The Trust can share personal data where it is necessary and proportionate to do so. The UK GDPR, together with the DPA 2018, provide a framework to allow us to share personal data with law enforcement authorities that need to process personal data for the law enforcement purposes, such as the prevention, investigation and detection of crime.
These provisions do not force us to disclose personal data, but they do allow us to disclose personal data on a voluntary basis, provided that it is necessary and proportionate to do so. In some cases it will be clear why we need to share personal data, whereas in others we may need to carefully consider the reasons for sharing.
The DPA 2018 also allows us to share personal data with law enforcement authorities in order to comply with court orders, or other legislation and legal requirements.
The form below is provided for the convenience of police forces and other organisations requesting personal data from the Trust under the Data Protection Act 2018 (DPA18). The most relevant exemption is under Schedule 2 Paragraph 2 “Crime & taxation: general” which applies to personal data disclosed by an organisation to the police for the purpose of the prevention or detection of crime or the apprehension or prosecution of offenders. (This exemption restricts the application of the GDPR data protection principles and subject rights as listed in the DPA18 under Schedule 2 Paragraph 1 to the extent that the application of those provisions would be likely to prejudice the prevention or detection of crime or the apprehension or prosecution of offenders).
Many police forces have standard forms (often referred to as DP7 or DP9 - and previously known as “Section 29 forms”) for requesting personal or confidential patient information which Police officers may prefer to complete. The advice below applies to all requests received by the Trust, regardless of format. Please ensure you read it before submitting your request.

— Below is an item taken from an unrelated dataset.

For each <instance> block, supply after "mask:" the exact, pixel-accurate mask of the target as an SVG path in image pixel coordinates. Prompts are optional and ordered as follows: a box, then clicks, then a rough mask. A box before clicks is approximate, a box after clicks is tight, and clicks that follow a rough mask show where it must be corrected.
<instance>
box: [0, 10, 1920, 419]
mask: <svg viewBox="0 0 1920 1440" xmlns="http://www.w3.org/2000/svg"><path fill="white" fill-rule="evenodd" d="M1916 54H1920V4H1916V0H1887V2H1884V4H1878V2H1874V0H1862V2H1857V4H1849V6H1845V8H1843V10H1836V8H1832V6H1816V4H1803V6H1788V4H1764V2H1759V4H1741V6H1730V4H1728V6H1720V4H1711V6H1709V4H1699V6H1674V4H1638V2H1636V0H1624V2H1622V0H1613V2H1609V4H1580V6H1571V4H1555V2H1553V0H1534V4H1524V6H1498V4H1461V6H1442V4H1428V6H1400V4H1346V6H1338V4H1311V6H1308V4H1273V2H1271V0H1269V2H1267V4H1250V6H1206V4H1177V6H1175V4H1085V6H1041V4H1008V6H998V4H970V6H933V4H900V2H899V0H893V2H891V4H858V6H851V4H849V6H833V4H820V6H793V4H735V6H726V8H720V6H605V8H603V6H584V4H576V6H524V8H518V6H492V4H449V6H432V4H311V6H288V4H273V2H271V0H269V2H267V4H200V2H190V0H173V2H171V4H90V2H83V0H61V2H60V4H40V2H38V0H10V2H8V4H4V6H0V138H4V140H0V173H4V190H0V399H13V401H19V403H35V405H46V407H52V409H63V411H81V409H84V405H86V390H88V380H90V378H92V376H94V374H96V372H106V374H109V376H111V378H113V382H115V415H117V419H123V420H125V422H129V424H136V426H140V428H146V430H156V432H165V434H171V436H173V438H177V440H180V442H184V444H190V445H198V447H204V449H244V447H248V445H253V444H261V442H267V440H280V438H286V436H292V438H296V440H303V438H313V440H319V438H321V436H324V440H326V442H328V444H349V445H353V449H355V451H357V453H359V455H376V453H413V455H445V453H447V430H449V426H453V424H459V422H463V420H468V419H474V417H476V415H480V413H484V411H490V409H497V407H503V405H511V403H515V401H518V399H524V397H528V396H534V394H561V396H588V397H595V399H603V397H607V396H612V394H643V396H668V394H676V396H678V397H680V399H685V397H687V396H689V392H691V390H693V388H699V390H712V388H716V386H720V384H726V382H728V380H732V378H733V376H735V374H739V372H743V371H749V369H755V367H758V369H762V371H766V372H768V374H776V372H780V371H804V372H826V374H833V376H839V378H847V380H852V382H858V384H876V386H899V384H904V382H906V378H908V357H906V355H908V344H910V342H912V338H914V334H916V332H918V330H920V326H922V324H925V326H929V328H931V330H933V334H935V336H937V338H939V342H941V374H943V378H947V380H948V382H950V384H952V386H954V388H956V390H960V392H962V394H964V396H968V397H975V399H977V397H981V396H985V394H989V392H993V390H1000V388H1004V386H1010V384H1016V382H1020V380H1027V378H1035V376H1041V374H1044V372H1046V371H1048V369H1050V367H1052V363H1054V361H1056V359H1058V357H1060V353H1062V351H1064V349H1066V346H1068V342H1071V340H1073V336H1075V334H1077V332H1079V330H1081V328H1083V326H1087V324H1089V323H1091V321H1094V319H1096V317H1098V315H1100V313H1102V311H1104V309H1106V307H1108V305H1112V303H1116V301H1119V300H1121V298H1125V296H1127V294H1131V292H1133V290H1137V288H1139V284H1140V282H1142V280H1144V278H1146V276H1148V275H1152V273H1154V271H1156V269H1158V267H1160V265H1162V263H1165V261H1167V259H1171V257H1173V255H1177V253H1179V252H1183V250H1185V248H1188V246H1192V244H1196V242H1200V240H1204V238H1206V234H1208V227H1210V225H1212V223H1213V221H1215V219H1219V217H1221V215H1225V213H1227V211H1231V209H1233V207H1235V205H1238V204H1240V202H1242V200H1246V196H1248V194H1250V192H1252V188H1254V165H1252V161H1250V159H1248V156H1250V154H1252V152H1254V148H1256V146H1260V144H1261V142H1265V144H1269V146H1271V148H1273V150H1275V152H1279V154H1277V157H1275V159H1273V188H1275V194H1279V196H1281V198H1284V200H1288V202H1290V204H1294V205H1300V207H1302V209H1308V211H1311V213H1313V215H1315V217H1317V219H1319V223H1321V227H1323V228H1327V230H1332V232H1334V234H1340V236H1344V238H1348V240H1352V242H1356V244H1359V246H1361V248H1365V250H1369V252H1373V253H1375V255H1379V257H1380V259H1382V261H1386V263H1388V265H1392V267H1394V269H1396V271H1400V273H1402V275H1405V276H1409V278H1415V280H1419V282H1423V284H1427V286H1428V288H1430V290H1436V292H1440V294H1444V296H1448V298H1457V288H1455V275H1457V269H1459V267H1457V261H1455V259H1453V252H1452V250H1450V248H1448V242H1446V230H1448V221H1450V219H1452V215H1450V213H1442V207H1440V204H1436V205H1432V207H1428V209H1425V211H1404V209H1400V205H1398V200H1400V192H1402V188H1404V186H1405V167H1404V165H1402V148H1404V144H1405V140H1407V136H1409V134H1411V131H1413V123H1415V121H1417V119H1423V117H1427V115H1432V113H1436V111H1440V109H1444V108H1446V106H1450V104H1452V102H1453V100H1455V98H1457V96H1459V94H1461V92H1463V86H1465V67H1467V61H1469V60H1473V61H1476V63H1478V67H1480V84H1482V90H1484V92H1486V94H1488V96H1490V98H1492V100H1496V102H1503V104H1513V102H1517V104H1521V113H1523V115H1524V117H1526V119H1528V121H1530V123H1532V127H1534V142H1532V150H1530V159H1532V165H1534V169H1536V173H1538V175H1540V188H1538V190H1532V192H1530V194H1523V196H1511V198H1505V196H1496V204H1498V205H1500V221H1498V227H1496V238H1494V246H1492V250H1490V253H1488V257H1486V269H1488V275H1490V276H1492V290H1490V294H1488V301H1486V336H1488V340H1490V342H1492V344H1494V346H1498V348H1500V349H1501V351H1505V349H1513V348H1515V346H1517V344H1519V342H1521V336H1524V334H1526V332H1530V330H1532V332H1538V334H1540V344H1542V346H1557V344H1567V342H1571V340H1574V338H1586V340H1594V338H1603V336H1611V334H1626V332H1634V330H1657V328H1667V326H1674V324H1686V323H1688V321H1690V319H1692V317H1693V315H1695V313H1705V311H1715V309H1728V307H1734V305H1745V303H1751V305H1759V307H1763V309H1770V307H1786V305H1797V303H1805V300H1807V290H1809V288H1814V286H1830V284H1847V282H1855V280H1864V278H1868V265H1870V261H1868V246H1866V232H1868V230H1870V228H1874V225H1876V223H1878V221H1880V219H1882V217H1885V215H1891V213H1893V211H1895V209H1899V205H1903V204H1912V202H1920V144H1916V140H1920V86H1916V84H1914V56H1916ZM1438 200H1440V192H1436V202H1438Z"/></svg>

The Trust considers that disclosure of sensitive personal data under DPA18 Schedule 2 Paragraph 2 is lawful without consent only where any person’s vital interests are at risk (“life or death”), or where there is a substantial public interest and your investigation would be prejudiced by seeking consent for disclosure. In general this means that only requests relating to very serious crime will be considered, where the public interest overwhelmingly outweighs the patient’s individual rights and freedoms in the particular case. Under the common law duty of confidence, we apply the same threshold for requests relating to deceased patients. Disclosing non-sensitive personal data is subject to a lower public interest threshold, but you must still justify it to our satisfaction.
Please therefore provide as much justification as possible to help us decide the balance of interests. We acknowledge that providing us with detailed information of a very serious crime may, in rare cases, compromise your investigation. For such ‘unexplained’ requests please ensure that your counter signatory holds the rank of Superintendent or equivalent, in line with ACPO guidance.
The Trust is not obliged to disclose information in response to any personal data request. If we refuse your request, you may wish to reconsider your justification, seek data subject consent, or apply to the courts for a disclosure order. Our intent is not to obstruct your investigations, but to maintain a confidential health care service whilst remaining within the law.
Submitting a request
All requests should be sent to our Police Liaison mailbox, this includes where the data subject is a patient from one of our hospitals or a member of Trust staff.
Please send only from PNN addresses (ending @...police.uk), or other secure domains within GSi, and do not enter any personal data in the subject line.
The Trust takes no responsibility should you email unencrypted personal data insecurely over the internet (such as to addresses ending @nhs.net) without the consent of the data subject.
Subject Access Requests
Patients seeking access to their own health records should instead use our Subject Access form.